SINTANG, RB – Anggota Komisi A DPRD Sintang, Lusi, menyerukan kepada generasi muda untuk lebih aktif ikut mempromosikan destinasi wisata Kabupaten Sintang melalui platform digital. Menurutnya, di tengah perkembangan teknologi yang begitu pesat, kaum muda memegang peran vital dalam memperluas jangkauan informasi wisata daerah.
“Anak muda hari ini sangat dekat dengan gadget dan media sosial. Mereka bisa memanfaatkan itu sebagai alat promosi wisata yang murah, efektif, dan berdampak besar,” ujarnya saat ditemui usai agenda kedewanan, Kamis (13/11).
Politisi Partai Demokrat tersebut menyebutkan bahwa Sintang memiliki berbagai destinasi unggulan, mulai dari wisata alam hingga wisata budaya. Bukit Kelam, Sungai Kapuas, Betang, hingga kuliner lokal dinilai sangat layak diperkenalkan melalui konten digital kreatif.
Menurutnya, peningkatan promosi wisata tidak hanya memberi keuntungan bagi pemerintah daerah, tetapi juga masyarakat secara langsung. Ketika wisata ramai dikunjungi, pendapatan masyarakat dari sektor-sektor pendukung wisata ikut terdongkrak.
“Pariwisata itu menggerakkan banyak sektor. Rivera ekonomi akan meningkat jika wisatawan datang. Jadi peran generasi muda ini sangat penting untuk membuka ruang promosi seluas-luasnya,” katanya.
Anggota Komisi A DPRD Sintang, Lusi, menilai kreativitas pemuda Sintang sebenarnya sangat besar. Banyak dari mereka yang memiliki kemampuan membuat video, fotografi, hingga storytelling yang menarik. Jika potensi tersebut diarahkan untuk membangun citra daerah, hasilnya bisa sangat positif bagi perkembangan pariwisata.
Ia pun mengajak generasi muda untuk membangun rasa bangga terhadap potensi daerah sendiri. Dengan semangat tersebut, promosi wisata tidak akan terasa sebagai beban, melainkan sebagai kontribusi nyata bagi pembangunan Bumi Senentang.

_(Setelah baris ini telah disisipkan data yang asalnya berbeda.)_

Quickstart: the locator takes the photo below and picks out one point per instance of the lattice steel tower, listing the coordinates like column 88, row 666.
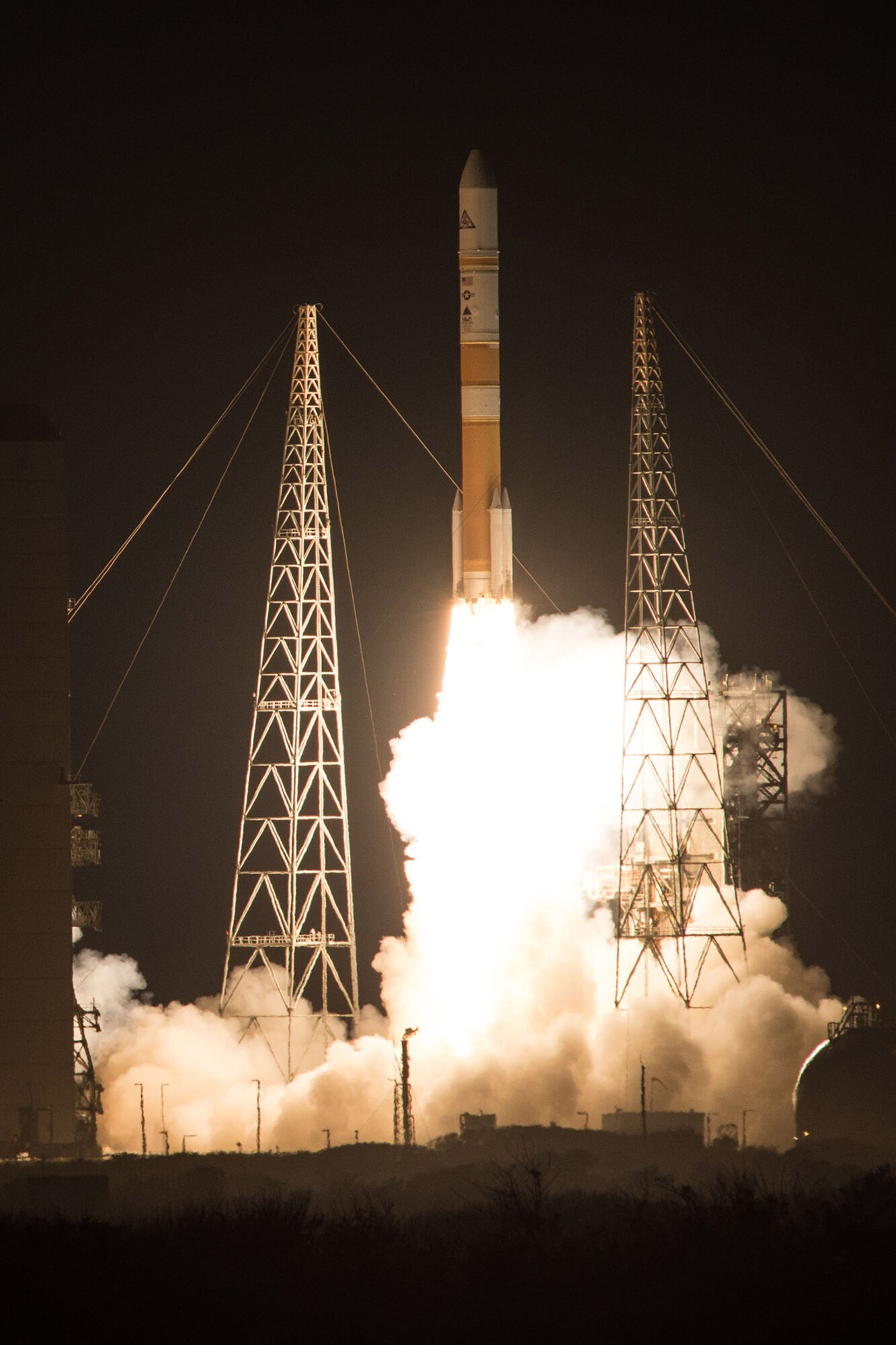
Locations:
column 292, row 905
column 674, row 906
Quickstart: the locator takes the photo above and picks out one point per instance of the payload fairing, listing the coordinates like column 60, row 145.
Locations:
column 482, row 536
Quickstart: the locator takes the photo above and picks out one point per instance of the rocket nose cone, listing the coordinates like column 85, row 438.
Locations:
column 477, row 171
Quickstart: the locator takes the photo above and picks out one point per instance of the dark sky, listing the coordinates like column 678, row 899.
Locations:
column 175, row 186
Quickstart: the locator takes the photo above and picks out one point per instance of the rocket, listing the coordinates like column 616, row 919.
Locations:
column 482, row 536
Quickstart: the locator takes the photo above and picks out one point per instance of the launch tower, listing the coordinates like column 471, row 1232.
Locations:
column 677, row 913
column 292, row 909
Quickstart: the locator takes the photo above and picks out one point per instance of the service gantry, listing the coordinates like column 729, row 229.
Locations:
column 677, row 909
column 292, row 909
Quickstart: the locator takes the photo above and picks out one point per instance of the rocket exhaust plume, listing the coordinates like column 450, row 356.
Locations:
column 506, row 964
column 482, row 535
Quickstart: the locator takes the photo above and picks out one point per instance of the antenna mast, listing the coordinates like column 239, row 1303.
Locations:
column 292, row 903
column 674, row 906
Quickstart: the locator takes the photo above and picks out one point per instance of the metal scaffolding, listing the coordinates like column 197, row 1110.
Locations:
column 676, row 907
column 292, row 910
column 755, row 777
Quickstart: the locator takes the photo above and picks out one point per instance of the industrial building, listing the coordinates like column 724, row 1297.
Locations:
column 37, row 1090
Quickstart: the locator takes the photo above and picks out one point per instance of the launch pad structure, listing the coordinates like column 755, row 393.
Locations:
column 677, row 906
column 292, row 911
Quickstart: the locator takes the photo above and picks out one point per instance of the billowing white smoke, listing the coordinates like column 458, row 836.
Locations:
column 507, row 801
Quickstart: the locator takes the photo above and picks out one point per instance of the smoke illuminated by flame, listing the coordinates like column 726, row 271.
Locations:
column 507, row 802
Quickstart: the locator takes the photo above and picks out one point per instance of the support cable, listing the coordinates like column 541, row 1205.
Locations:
column 782, row 471
column 425, row 447
column 830, row 925
column 400, row 887
column 171, row 582
column 76, row 606
column 817, row 606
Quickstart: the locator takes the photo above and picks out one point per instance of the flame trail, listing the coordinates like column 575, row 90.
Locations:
column 507, row 802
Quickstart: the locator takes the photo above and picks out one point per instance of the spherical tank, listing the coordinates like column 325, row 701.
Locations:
column 846, row 1090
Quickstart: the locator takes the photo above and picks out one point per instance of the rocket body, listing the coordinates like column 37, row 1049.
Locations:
column 482, row 536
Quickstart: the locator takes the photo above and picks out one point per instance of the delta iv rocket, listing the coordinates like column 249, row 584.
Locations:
column 482, row 539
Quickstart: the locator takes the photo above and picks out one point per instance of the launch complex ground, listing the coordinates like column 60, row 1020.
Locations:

“Bangga dengan daerah sendiri itu langkah pertama. Setelah itu, tinggal memanfaatkan media sosial sebagai panggung untuk menunjukkan keindahan dan budaya kita,” ujarnya.
Ia berharap gerakan promosi wisata berbasis digital ini dapat menjadi budaya baru di kalangan anak muda Sintang. Menurutnya, perkembangan pariwisata tidak akan pernah berjalan maksimal tanpa dukungan masyarakat, terutama generasi muda.